Alford knows that readers may judge her harshly; "it doesn't frighten me," she said. She describes Kennedy as "a kind and thoughtful man." And then, she tells stories of what she calls his darker side.

She says Kennedy once asked her to "take care of" his aide Dave Powers, who had served as the go-between facilitating the affair; she performed oral sex on Powers while Kennedy watched. The president later apologized to both of them.

On another occasion, she wrote, he asked her to do the same for his brother Teddy. She refused. Then there was a party with a "fast Hollywood crowd" at Bing Crosby's house in Palm Springs, Calif., that she attended with the president. A guest offered yellow pills that she believed were poppers, or amyl nitrate, a drug often used to enhance sexual pleasure.

Kennedy asked her if she wanted to try one and she said no, but she said he popped the capsule and held it under her nose anyway. "Within minutes of inhaling the powder, my heart started racing and my hands began to tremble," she writes. "This was a new sensation, and it frightened me. I panicked and ran crying from the room, praying that it would end soon."

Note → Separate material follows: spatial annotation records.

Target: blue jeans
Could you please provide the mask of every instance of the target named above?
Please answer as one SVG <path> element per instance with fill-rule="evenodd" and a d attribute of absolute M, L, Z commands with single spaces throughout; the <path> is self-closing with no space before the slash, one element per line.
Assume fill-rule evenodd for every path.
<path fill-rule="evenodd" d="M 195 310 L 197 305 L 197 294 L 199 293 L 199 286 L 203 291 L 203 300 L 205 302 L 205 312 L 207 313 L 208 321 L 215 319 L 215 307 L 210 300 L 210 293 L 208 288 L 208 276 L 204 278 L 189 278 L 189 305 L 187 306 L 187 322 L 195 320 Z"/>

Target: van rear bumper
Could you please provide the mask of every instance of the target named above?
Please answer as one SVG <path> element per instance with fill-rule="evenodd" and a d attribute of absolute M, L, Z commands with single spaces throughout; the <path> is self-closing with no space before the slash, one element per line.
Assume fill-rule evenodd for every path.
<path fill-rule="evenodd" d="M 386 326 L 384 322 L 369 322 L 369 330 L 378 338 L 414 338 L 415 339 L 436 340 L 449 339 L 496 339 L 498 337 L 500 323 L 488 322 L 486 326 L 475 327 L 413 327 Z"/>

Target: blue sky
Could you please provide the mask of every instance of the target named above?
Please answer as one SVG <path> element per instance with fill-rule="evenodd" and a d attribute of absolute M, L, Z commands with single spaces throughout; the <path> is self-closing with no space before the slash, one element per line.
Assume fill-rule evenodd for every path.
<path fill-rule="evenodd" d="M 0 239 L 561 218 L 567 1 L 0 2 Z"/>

Alford debated whether to share episodes like this, taking them out of the book and putting them back in. If she had excluded them, she said, "it would have felt like I was not telling the whole story."

When the affair with Kennedy was revealed in 2003 — the Daily News of New York published her name — Alford spent a few days holed up in her apartment with the media camped outside. Then they left and she started going to work and going grocery shopping again.

After interviews to promote "Once Upon a Secret," she expects to return to her quiet life once more. "It's sort of like closing a chapter on that 18 months," she said, "and closing a chapter on keeping secrets."